Он проведет Леонида на свое место. Нажмет на все педали. Им придется это проглотить…
Гена, как обычно, ждал впереди, у площади.
— Извини, Гена.
— Куда поедем?
— К телефону.
— Междугородная?
— Да. Леониду.
Считаете, Элэл себя исчерпал? Хорошо же…
— Из дому звонить будем?
— Из дому? — Старик вздохнул. — Да уж давай из института…
…Служебные телефоны не отвечали, там было поздно, — разница во времени; Старик набрал номер домашнего, трубку сняла Тамара.
— Я жду его, он пошел в институт и что-то задержался…
Старик изложил ей свой проект.
— Спасибо… Я рада. Дело не в должности, вы понимаете. У меня свои соображения. Все это значит, что через полгода Элэл снова будет дома… Я мечтаю, чтобы он вернулся, уехал отсюда, чтобы у нас опять была семья. Ведь я извелась. Я приехала сейчас за ним забрать его любыми путями. Это мой решительный ход, если хотите.
Старик слышал, как меняется ее голос.
— Вот видите, какая радость для меня, выходит, я уже у цели. А дочка как обрадуется…
Она заплакала.
— Извините, звонок, кто-то пришел, я сейчас открою… так настойчиво… нет, это не он, у него ключ…
* * *
Савчук пропустил вперед Кирилла и вышел вслед за ним. Машина была наготове.
— Спасибо, — сказал ему Кирилл.
— Сочтемся.
— Почитаю и дам тебе знать.
— Не пропадай, — сказал Савчук на прощанье.
Рукопожатие.
Машина скрылась, Савчук еще стоял на дороге. Огляделся. Главный вход, лабораторный корпус; недлинная вереница зданий института и жилых домов, взбирающихся от берега по склону, все в красном закатном свете. Тайга, скалы, вершающие хребет. Кедровый мыс. Вроде все на месте.
Савчук пошел к себе.
На столе у него лежало заявление Ивана Егорыча. Опять плоды деятельности Баранова!.. До таких высот, сказал себе Савчук, ты еще не опускался.
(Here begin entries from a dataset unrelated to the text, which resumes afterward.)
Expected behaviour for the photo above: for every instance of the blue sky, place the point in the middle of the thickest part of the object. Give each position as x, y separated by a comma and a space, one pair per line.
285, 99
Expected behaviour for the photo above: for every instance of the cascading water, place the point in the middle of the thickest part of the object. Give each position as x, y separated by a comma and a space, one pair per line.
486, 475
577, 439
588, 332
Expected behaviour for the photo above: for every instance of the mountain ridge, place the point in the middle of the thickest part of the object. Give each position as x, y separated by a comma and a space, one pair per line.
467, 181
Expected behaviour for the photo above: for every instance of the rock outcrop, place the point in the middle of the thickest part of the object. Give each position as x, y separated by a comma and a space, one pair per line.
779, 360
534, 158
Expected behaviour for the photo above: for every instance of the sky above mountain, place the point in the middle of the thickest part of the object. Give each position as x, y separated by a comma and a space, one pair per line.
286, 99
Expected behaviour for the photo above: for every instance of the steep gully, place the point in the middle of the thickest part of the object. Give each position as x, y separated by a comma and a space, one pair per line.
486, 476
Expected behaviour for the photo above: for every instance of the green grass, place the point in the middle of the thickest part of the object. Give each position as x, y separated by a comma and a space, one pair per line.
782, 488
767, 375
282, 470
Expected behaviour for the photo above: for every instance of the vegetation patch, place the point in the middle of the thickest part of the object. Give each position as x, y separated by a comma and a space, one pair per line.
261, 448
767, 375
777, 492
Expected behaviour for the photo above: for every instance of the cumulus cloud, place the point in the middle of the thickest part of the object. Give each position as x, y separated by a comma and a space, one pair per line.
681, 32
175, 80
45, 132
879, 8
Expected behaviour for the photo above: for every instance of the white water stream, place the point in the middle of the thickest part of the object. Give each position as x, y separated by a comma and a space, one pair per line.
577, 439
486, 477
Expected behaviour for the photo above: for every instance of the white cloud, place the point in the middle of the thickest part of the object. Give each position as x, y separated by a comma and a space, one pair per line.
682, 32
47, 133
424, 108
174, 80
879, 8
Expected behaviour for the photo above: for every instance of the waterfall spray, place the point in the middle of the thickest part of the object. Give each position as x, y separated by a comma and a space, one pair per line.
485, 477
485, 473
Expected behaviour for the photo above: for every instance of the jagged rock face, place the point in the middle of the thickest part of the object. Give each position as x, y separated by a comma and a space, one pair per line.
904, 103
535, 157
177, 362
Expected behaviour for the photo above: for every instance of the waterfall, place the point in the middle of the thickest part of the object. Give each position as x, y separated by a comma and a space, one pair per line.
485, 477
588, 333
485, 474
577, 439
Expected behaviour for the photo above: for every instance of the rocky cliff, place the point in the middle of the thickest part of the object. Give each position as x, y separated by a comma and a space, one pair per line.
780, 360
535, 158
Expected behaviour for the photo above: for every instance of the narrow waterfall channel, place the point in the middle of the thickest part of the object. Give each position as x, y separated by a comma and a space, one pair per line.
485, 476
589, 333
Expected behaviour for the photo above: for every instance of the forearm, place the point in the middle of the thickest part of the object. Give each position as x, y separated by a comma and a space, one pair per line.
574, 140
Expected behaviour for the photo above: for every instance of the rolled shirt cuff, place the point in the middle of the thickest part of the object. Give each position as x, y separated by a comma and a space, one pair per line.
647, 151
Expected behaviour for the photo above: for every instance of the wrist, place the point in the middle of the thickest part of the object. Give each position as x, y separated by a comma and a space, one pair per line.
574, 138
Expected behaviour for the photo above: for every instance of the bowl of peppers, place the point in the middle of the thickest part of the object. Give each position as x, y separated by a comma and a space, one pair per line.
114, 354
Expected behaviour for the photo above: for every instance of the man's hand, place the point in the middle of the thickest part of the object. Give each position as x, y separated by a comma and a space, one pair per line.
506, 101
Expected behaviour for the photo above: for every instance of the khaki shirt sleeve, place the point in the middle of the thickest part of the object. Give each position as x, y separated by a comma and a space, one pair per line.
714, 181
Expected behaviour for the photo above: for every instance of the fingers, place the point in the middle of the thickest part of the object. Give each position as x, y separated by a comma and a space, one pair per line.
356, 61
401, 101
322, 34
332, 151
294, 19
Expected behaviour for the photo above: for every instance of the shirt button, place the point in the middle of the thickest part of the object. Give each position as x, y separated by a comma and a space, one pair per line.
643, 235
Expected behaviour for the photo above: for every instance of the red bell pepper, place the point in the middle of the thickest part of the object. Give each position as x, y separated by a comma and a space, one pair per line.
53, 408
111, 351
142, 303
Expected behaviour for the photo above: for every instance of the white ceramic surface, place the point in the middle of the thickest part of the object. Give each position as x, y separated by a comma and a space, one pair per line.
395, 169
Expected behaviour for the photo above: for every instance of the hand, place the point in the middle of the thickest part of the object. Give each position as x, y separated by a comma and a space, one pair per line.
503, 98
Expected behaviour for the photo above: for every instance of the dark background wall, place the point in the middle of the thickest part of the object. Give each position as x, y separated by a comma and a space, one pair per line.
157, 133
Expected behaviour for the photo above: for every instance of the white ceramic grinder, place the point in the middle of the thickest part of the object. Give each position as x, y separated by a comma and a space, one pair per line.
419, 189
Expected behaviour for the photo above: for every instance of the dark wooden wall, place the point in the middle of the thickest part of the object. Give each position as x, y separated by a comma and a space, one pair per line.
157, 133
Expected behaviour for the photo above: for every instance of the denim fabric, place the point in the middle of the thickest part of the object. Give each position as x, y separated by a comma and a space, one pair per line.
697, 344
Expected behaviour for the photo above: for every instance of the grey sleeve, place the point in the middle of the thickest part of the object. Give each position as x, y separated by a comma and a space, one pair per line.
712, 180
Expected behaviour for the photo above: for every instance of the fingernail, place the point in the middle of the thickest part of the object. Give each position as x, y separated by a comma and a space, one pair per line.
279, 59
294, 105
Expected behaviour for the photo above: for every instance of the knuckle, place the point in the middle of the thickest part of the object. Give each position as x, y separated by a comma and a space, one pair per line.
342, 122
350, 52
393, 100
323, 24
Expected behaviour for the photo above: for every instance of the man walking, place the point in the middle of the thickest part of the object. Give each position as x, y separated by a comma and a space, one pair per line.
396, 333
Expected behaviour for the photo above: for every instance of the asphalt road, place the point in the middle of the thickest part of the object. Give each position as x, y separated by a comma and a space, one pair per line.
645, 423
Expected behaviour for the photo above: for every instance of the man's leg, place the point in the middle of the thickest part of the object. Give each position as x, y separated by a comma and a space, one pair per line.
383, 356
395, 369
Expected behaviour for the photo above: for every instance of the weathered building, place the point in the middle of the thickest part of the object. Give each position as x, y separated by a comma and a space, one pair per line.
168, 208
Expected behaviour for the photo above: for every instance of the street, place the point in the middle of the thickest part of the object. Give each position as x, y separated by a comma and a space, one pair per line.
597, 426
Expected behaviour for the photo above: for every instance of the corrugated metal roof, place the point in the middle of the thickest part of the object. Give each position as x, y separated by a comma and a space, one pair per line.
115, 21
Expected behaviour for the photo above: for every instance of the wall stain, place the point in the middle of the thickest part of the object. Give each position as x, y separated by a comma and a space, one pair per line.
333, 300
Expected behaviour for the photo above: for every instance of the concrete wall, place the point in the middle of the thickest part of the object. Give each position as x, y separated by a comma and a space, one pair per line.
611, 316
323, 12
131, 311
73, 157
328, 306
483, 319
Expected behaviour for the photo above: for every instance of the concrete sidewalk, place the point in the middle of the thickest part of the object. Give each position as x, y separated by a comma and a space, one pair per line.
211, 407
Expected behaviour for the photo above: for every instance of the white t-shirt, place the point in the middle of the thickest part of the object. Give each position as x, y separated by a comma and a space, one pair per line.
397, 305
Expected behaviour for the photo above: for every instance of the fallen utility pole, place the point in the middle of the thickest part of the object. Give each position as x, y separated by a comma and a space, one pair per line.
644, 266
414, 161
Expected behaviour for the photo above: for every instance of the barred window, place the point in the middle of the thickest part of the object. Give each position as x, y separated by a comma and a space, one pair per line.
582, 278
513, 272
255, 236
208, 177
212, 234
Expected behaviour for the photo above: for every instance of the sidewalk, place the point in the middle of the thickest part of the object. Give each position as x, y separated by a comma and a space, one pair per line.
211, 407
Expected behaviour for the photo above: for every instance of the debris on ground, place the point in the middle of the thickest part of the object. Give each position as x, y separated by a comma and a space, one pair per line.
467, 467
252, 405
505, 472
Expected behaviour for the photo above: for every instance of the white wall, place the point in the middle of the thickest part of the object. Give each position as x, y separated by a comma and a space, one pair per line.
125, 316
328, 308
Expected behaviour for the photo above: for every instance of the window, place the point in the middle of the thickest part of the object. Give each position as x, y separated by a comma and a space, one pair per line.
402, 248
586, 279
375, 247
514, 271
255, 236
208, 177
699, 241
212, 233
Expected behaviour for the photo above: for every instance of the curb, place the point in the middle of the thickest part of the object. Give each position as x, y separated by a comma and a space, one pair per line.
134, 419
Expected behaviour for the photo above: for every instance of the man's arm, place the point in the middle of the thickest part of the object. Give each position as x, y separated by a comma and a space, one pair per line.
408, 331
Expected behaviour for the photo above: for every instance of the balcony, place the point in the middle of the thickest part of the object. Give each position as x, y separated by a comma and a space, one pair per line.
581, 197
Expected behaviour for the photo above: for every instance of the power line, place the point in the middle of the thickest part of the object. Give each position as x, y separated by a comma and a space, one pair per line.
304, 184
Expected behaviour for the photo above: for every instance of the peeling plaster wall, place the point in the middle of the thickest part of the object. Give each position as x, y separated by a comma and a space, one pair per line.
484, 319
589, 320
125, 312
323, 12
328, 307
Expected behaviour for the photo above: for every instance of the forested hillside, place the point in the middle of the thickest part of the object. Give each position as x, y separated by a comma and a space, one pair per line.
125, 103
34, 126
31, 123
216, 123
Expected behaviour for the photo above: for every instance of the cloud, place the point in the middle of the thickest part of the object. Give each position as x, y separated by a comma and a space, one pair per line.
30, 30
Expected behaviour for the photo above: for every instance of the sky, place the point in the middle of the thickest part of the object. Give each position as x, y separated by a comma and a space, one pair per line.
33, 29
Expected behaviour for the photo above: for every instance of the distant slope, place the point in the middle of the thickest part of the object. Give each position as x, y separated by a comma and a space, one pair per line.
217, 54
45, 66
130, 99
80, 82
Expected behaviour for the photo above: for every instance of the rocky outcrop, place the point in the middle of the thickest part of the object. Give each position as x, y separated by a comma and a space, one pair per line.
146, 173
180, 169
Всегда у него было правило — не брать людей, которых он не знал или знал недостаточно; раньше Савчук держался своего правила очень строго, мог себе это позволить, институт был маленький, обозримый, камерный; наконец, Савчуку удалось произвести революцию в умах академического начальства, — сколько он энергии на это потратил; институт стал быстро расти, что имело последствия не только положительные; вот, пожалуйста, — Баранов. Лабораторию надо было кому-то поручить, других кандидатур тогда не оказалось. Фамилия, конечно, вполне биологическая… По бумагам — все прекрасно… Впечатление от разговора с ним осталось хорошее, Баранов очень корректно дал понять, что поддерживает точку зрения Савчука на проблему Яконура, вроде тут было не поддакивание, а собственное мнение; заманчиво приобрести еще единомышленника… да кто знал, что у него в голове!
Появился Кемирчек, привел парня — такого же молодого и такого же аккуратненького:
— Коля Калугин.
Коля, выяснилось, занимается обонянием.
— Очень интересно, — вежливо сказал Савчук.
Вечер не был беден гостями.
Коля бегло рассказывал: химическая теория обоняния… электромагнитная… очень яркие эффекты — у рыб…
Савчук размышлял о Баранове.
Коля здесь в экспедиции, собирает эмпирический материал… вылей наперсток примеси в Баренцево море — сразу рыба учует, ей достаточно молекулы на литр…
Савчук встрепенулся. Стал слушать. Здесь могло что-то быть… Только результат нужен немедленно, потом это уже никого не будет интересовать.
Коля знаком с проблемой Яконура. Ему известно направление работ института. Он хотел бы внести свой вклад…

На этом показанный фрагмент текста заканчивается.